During President Hassan Sheikh Mohamud’s (HSM) first term in office (2012-17), his national security team laid the foundation for a comprehensive Security Compact, in which the FGS, FMS, and foreign donors jointly committed to supporting a reformed NSArch. This posited an SNA strength of 18,000 and 32,000 police officers, to be distributed between the FGS and the FMS. Special forces, air, and Anaval personnel were excluded from this calculation, and no figures were indicated for NISA or the Custodial Corps. The Security Compact and its component parts were adopted by the administration of HSM’s successor Mohamed Abdillahi Farmaajo in London in May 2017.
 
Realistic and well-thought-out, the 2017 NSArch included a relatively lean SNA leading the way, clearing territories that would subsequently be held by FMS police – principally the paramilitary Daraawiish. Somewhat reassuring, the plan’s estimated costs dovetailed on the most optimistic scenario for security expenditure (including donor contributions) envisaged by the 2017 Somalia Security and Justice Public Expenditure Review (SSJPER) compiled by FGS line ministries and the World Bank. In other words, Somalia could bear the burden of 18,000 soldiers and 32,000 police – with a lot of help from its international partners, but only just. 
 
The 2023 NSArch surpasses the 2017 version by more than 20,000 security personnel, without identifying from where additional funds will come.
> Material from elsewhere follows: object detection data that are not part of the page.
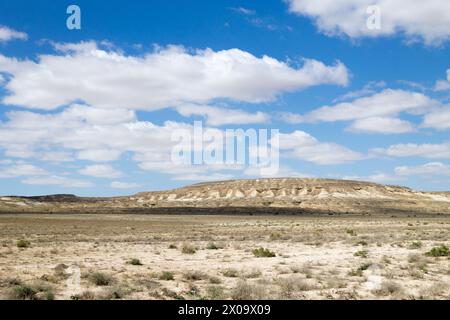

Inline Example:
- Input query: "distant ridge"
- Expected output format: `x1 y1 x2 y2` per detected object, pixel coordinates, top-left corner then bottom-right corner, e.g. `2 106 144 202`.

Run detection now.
0 178 450 214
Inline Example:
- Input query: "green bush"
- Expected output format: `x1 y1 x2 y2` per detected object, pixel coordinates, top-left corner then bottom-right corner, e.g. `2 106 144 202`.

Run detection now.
11 284 37 300
159 271 174 281
17 239 31 248
354 250 369 258
252 247 276 258
89 272 113 286
128 259 142 266
206 242 220 250
181 244 197 254
425 245 450 257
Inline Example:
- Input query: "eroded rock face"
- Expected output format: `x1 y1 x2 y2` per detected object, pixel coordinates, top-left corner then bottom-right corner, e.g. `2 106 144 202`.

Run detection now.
0 179 450 214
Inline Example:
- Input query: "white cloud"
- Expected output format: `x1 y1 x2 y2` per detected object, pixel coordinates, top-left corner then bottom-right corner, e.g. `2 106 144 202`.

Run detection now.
230 7 256 16
110 181 141 189
244 167 312 178
287 0 450 45
172 173 233 181
347 117 415 134
279 131 365 165
176 104 270 126
39 151 74 162
422 105 450 130
303 89 439 122
342 172 401 184
395 162 450 176
434 69 450 91
0 26 28 43
0 42 348 110
0 164 47 178
333 81 386 102
371 142 450 159
22 176 93 188
77 149 121 162
280 89 440 134
79 164 122 178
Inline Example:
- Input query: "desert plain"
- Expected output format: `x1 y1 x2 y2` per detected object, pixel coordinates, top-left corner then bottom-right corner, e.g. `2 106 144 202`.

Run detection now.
0 213 450 300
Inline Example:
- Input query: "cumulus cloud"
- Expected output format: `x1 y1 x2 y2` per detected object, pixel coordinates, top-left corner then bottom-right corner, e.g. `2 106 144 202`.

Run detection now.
22 175 94 188
0 26 28 43
422 106 450 130
304 89 439 122
110 181 141 189
0 164 47 178
79 164 122 178
0 42 348 110
434 69 450 91
176 104 270 126
347 117 415 134
287 0 450 45
281 89 440 134
272 131 365 165
395 162 450 176
370 142 450 159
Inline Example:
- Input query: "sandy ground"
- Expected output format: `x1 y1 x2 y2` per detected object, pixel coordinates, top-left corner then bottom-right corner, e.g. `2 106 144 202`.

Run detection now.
0 214 450 299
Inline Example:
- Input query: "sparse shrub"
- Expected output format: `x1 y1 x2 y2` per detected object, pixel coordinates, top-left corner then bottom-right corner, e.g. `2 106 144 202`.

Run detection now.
70 291 95 300
231 280 258 300
16 239 31 248
181 244 197 254
159 271 175 281
425 245 450 257
353 250 369 258
128 259 142 266
206 286 225 300
101 286 126 300
206 242 221 250
184 271 206 281
278 279 295 299
10 283 55 300
222 269 239 278
252 247 276 258
270 232 281 241
209 277 222 284
187 283 200 297
244 269 262 279
375 281 402 296
11 284 37 300
348 263 372 277
88 272 113 287
409 241 422 249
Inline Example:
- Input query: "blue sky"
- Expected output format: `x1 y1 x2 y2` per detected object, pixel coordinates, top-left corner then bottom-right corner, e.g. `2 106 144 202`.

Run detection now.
0 0 450 196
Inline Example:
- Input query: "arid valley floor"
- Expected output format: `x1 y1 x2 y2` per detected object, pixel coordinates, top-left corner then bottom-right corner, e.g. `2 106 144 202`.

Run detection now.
0 213 450 299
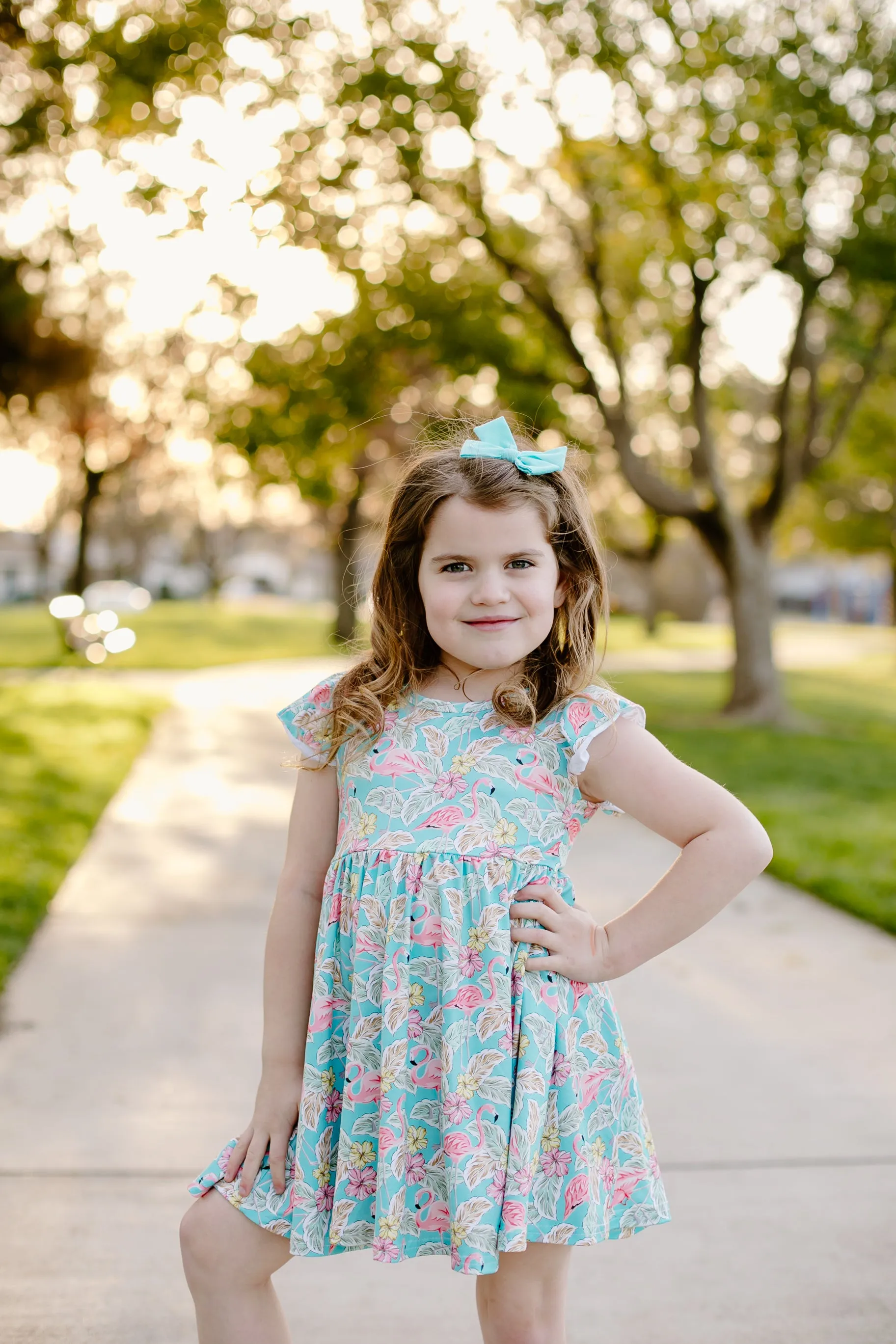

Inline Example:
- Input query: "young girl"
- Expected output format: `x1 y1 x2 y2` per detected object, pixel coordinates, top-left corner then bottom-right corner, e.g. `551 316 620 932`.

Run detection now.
183 419 770 1344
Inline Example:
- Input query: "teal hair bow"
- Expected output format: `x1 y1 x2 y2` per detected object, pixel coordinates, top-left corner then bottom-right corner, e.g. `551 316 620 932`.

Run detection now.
461 415 567 476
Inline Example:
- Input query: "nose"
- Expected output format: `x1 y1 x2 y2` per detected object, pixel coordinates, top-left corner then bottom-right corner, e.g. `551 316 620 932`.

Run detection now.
471 568 509 606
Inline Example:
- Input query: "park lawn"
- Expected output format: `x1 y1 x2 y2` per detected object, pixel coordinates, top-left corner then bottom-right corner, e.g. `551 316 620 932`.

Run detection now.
0 680 164 989
611 660 896 933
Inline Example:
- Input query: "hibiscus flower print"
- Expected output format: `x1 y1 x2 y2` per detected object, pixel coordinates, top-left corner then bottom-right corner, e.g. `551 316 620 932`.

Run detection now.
348 1138 376 1167
433 770 466 798
374 1236 402 1261
491 818 518 845
542 1148 570 1176
314 1185 336 1211
347 1167 376 1199
193 676 668 1288
442 1093 473 1125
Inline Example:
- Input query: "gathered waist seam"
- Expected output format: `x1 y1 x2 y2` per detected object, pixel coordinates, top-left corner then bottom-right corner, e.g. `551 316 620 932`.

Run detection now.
332 844 563 872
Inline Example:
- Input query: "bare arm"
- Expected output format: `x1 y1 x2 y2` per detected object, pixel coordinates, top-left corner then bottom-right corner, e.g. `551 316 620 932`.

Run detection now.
224 766 339 1195
511 719 771 981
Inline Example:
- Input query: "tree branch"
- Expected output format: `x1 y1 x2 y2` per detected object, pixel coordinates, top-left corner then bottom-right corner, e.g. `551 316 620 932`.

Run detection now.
750 271 818 531
467 174 704 519
812 290 896 462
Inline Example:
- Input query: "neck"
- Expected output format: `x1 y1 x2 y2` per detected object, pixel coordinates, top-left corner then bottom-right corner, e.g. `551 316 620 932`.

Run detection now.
427 652 518 703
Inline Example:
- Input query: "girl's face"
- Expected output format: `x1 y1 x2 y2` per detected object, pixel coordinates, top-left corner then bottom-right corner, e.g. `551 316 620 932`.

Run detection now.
418 496 564 670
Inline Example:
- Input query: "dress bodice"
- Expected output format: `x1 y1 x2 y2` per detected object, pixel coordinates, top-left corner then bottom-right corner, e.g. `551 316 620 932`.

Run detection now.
279 677 644 868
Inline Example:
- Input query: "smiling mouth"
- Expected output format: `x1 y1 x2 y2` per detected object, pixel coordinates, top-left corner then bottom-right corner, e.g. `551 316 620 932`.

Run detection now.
463 616 520 630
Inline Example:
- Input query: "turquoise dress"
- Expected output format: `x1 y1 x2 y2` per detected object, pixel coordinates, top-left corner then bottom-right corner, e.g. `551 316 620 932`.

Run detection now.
191 677 669 1274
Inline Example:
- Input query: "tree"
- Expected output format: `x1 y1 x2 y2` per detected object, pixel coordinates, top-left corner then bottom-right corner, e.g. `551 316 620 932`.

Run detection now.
0 0 234 591
783 370 896 622
185 0 896 719
219 262 577 640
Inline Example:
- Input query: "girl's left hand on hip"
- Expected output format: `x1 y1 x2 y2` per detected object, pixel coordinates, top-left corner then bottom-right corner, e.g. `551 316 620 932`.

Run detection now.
511 882 610 984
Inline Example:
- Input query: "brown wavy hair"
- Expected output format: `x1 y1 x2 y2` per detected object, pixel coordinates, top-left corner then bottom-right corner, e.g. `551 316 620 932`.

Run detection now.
318 421 607 761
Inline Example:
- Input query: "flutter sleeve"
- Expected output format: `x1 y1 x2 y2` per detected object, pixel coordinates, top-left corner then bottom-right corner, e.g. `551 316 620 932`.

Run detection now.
277 676 339 762
562 685 646 776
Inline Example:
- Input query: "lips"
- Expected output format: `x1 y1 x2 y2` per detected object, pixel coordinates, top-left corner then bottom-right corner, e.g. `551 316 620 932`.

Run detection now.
463 616 518 630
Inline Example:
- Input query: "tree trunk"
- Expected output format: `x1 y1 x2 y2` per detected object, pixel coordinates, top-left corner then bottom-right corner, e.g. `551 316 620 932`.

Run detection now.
334 476 364 644
69 466 105 592
724 523 786 723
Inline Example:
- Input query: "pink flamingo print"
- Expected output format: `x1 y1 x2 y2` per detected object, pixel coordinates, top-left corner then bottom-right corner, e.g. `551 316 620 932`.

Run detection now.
419 780 494 836
563 1172 590 1218
411 900 442 947
408 1046 442 1087
610 1172 644 1208
344 1063 381 1102
445 957 507 1042
414 1189 451 1233
442 1103 498 1161
513 750 563 798
371 738 426 780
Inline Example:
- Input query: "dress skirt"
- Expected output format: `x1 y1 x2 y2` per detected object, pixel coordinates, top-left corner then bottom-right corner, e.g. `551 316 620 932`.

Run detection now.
191 841 669 1274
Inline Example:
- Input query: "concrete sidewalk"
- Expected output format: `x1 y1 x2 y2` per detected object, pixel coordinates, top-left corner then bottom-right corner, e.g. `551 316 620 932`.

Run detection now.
0 663 896 1344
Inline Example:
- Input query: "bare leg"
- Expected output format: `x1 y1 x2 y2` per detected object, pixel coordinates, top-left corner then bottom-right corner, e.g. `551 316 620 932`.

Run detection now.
476 1242 572 1344
180 1191 289 1344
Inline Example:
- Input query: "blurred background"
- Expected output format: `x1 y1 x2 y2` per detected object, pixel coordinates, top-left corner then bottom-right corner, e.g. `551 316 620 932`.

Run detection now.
0 0 896 995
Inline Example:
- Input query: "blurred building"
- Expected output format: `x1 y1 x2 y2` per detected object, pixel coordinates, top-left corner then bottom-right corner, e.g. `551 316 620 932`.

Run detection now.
0 524 333 602
772 555 894 625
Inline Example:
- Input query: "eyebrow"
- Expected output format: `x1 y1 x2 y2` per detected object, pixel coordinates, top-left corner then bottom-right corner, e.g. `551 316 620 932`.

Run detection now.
430 551 540 564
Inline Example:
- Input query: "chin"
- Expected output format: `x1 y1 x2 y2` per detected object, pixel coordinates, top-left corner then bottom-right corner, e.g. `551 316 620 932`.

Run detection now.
449 637 537 671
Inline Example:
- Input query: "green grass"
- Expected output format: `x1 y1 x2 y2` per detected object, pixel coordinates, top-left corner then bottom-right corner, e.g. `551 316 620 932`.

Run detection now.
0 602 896 974
613 663 896 933
0 681 163 988
0 602 333 668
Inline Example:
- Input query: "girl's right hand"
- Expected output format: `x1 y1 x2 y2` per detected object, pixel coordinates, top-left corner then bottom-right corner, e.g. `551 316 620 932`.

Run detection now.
224 1069 302 1195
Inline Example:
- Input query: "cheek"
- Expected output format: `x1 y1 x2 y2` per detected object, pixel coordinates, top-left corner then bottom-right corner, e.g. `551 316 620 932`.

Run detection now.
419 581 456 629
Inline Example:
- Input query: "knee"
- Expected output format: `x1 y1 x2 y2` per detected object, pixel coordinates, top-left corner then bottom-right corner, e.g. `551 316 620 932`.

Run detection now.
180 1191 254 1285
480 1289 559 1344
180 1193 217 1280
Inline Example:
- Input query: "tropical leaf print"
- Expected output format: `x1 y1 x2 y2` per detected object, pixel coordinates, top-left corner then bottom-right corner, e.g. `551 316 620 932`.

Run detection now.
191 679 669 1274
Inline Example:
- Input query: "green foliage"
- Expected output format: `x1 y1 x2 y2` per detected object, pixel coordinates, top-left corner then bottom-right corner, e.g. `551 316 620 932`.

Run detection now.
0 0 227 155
613 672 896 933
0 681 161 988
228 267 580 505
0 258 91 399
787 376 896 564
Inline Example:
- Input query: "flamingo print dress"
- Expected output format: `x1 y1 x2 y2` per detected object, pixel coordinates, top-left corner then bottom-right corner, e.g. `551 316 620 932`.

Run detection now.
191 677 669 1274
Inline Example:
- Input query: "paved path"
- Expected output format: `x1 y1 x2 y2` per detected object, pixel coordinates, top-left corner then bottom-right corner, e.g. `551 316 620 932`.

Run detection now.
0 663 896 1344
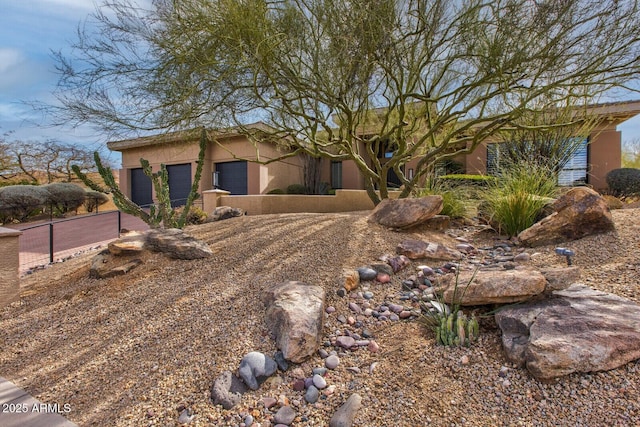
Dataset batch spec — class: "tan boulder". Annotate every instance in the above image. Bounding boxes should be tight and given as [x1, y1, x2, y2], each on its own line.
[396, 240, 462, 261]
[262, 281, 325, 363]
[440, 269, 546, 306]
[338, 269, 360, 292]
[518, 187, 615, 246]
[107, 231, 146, 255]
[540, 266, 580, 293]
[369, 195, 442, 229]
[495, 284, 640, 380]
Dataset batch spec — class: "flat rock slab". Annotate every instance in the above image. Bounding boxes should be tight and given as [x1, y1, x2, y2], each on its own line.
[495, 284, 640, 380]
[396, 240, 462, 261]
[262, 282, 324, 363]
[518, 187, 615, 246]
[145, 228, 213, 259]
[441, 270, 547, 306]
[369, 195, 442, 229]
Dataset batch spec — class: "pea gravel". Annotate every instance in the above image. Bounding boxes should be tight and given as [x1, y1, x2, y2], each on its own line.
[0, 209, 640, 427]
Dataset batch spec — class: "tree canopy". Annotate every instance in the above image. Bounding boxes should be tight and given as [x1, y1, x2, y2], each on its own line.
[48, 0, 640, 202]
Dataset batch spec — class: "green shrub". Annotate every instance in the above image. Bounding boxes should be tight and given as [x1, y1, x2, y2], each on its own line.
[483, 164, 557, 237]
[84, 190, 109, 212]
[420, 270, 480, 347]
[42, 182, 86, 215]
[606, 168, 640, 196]
[438, 174, 496, 187]
[0, 185, 50, 223]
[418, 179, 467, 218]
[287, 184, 308, 194]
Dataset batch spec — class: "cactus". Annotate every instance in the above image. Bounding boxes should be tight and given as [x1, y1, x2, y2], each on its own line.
[422, 268, 480, 346]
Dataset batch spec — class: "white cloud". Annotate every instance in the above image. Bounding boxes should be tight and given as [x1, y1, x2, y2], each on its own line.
[0, 48, 25, 75]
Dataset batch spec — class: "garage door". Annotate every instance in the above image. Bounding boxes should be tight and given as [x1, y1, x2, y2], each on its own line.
[214, 161, 248, 195]
[131, 168, 153, 206]
[167, 163, 191, 207]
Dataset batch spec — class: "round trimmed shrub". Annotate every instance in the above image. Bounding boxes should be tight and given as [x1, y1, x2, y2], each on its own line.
[43, 182, 86, 214]
[0, 185, 49, 222]
[606, 168, 640, 196]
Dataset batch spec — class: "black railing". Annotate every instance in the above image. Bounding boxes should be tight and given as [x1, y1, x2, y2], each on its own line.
[17, 211, 148, 272]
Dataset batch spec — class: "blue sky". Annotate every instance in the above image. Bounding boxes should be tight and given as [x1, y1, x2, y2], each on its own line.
[0, 0, 640, 160]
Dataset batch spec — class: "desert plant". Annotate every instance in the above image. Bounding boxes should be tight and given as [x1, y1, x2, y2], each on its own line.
[43, 182, 86, 215]
[484, 163, 557, 236]
[421, 269, 480, 347]
[606, 168, 640, 196]
[73, 128, 208, 228]
[84, 190, 109, 212]
[417, 178, 467, 218]
[0, 185, 49, 222]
Indeed, recruitment and training of these new forces has already begun, with Somalia’s National Security Adviser announcing in January that some 12,000 new troops will be trained in Egypt, Eritrea, Ethiopia, and Uganda before the end of this year. Force generation without assured financing is an accident waiting to happen.
 
Sending new recruits for short basic training courses abroad is unlikely to generate the kind of cohesive, professional military force needed to fight Al-Shabaab. Soldiers trained by Eritrea, who returned to Somalia last year, have become notorious for poor discipline, ‘blue on blue’ clashes with other SNA units, and defections – notably to Al-Shabaab. Likewise, the quality of training that Ethiopia can currently offer to Somali recruits is questionable at best; the ENDF is struggling to fill its own ranks with poorly trained conscripts, having been eviscerated by the recent war in Tigray and a brutal counter-insurgency campaign in Oromia. And when Somali trainees return home and are assigned to combat units, they are joining a force that is desperately short of qualified, seasoned officers, as well as non-commissioned officers – the backbone of any army.
 
Most concerning, however, is that Villa Somalia’s current planning process is narrowly focused on the SNA and its Black Lion military allies. Past experience from combat operations in Somalia emphatically reveals that battlefield successes cannot be sustained in the absence of appropriate ‘holding forces’-- a role for which federal and foreign troops are demonstrably ill-equipped. Areas of central Somalia recently liberated by the much-touted “Macawiisley Offensive,” have already fallen back under Al-Shabaab influence or control, as SNA ‘clearing forces’ move on to new objectives.
 
The obvious solution is to train and equip FMS Daraawiish forces, who are familiar with local conditions and have ties to different communities in their respective FMS. But over the past 6 years, there has been no investment in FMS Daraawiish by the FGS or its international partners – a situation that the current administration in Mogadishu shows little inclination to change. 
 
It's not too late for the FGS to make a course correction that allows strategic planning to be synchronised with battlefield realities and available resources. Counter-insurgency is not simply a numbers game. Much more important are state legitimacy, political accommodation, and an integrated, ‘whole-of-government’ campaign plan. Sound, timely intelligence is a far more valuable asset than firepower. And saturation of liberated areas with military forces is no substitute for sustained, systematic policing. 
 
Unless Villa Somalia heeds these lessons, it seems doomed to repeat recent history, earning spectacular, short-lived victories in one of the world’s most intractable, interminable “forever wars.”